The extraordinary “‘national emergency’ block” on humanitarian donations is alive and well; it “has been implemented regularly by both” the 44th and the 45th presidents.

Recent Sanctions Guidance

On May 2, 2019, the U.S. Treasury Department issued an important new publication: its Framework for OFAC Compliance Commitments introduced by an accompanying press release.

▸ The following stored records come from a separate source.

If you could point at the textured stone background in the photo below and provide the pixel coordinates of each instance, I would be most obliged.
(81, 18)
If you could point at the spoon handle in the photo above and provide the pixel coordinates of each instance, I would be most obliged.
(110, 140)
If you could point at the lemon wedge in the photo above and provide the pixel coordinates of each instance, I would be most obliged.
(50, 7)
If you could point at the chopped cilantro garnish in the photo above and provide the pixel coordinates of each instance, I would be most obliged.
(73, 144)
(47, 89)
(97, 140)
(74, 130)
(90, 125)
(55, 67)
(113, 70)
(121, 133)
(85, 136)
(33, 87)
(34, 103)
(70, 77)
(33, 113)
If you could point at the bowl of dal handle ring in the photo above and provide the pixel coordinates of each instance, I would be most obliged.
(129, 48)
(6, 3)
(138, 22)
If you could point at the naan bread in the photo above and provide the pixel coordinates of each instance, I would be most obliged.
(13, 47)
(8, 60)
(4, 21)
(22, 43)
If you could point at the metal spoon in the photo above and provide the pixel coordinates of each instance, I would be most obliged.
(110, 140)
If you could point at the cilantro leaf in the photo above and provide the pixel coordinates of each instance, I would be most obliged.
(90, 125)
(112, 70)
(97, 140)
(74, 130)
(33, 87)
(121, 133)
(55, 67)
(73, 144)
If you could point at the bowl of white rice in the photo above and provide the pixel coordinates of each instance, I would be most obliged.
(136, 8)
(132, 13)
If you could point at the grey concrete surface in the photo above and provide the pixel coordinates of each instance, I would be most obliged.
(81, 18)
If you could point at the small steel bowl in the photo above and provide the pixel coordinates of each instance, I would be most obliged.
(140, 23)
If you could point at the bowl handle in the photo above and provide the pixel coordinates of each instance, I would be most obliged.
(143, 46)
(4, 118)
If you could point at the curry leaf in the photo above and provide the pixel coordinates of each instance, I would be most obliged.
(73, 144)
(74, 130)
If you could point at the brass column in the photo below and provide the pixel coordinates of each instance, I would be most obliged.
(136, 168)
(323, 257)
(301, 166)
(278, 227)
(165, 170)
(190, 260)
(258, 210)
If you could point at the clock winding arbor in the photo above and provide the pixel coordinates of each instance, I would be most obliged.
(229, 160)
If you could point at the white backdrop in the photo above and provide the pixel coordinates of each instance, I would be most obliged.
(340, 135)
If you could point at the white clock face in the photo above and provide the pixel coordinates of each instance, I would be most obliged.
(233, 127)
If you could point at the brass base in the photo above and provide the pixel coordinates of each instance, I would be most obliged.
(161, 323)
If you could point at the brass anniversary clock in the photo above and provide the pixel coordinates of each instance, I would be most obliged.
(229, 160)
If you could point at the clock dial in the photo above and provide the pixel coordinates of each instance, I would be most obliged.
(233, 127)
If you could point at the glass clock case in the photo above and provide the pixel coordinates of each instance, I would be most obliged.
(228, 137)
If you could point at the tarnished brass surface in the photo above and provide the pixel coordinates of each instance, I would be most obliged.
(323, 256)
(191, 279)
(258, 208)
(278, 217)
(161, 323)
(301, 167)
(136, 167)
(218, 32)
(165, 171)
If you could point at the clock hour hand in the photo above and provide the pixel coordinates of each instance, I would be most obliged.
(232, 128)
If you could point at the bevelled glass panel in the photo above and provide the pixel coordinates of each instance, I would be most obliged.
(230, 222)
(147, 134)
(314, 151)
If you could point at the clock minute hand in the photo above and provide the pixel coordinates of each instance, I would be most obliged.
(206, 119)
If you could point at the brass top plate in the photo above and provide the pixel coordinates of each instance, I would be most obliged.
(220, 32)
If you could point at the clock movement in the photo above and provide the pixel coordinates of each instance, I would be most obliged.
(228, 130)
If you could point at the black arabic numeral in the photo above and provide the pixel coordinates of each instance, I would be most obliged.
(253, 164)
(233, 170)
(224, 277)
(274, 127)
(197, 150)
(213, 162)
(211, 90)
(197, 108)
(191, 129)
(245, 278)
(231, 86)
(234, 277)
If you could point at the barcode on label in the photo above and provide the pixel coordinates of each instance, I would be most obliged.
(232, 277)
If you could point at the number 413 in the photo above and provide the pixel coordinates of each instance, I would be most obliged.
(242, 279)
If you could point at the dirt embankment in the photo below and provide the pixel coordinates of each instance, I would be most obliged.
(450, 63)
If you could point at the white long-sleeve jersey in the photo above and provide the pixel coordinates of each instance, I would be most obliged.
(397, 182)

The 12-page Framework is intended to be a summary of “best practices” for compliance programs of “organizations subject to U.S. jurisdiction, as well as foreign entities that conduct business in or with the United States, U.S. persons, or using U.S.-origin goods or services….”

“OFAC strongly encourages [these organizations] to employ a risk-based approach to sanctions compliance by developing, implementing, and routinely updating a sanctions compliance program (SCP).” Officials caution that “while each risk-based SCP will vary depending on a variety of factors—including the company’s size and sophistication, products and services, customers and counter-parties, and geographic locations—each program should be predicated on and incorporate at least five essential components of compliance: (1) management commitment; (2) risk assessment; (3) internal controls; (4) testing and auditing; and (5) training.

A key feature of this 5-step sanctions compliance program is a “compliance officer”: “an organizational ‘point person’” who handles compliance oversight and reporting.” The compliance officer must maintain direct, continuing contact with the organization’s board of directors for “reporting areas of concern and opportunities for improvement.” Similarly, the board must be “responsive to the compliance officer…, providing the “technology and resources necessary to effectively” carry on the compliance procedures. The compliance officer should also be responsible for evaluating available or special OFAC licenses for the group’s planned operations and activities.


This post is an introduction only to the extraordinarily complex laws of the United States on giving aid overseas. There is no one-size-fits-all formula, and the risk varies widely depending on many factors including: the target geographical region, the U.S. group’s prior contacts with or knowledge of foreign contacts and conduits, and the specific activities and aid involved.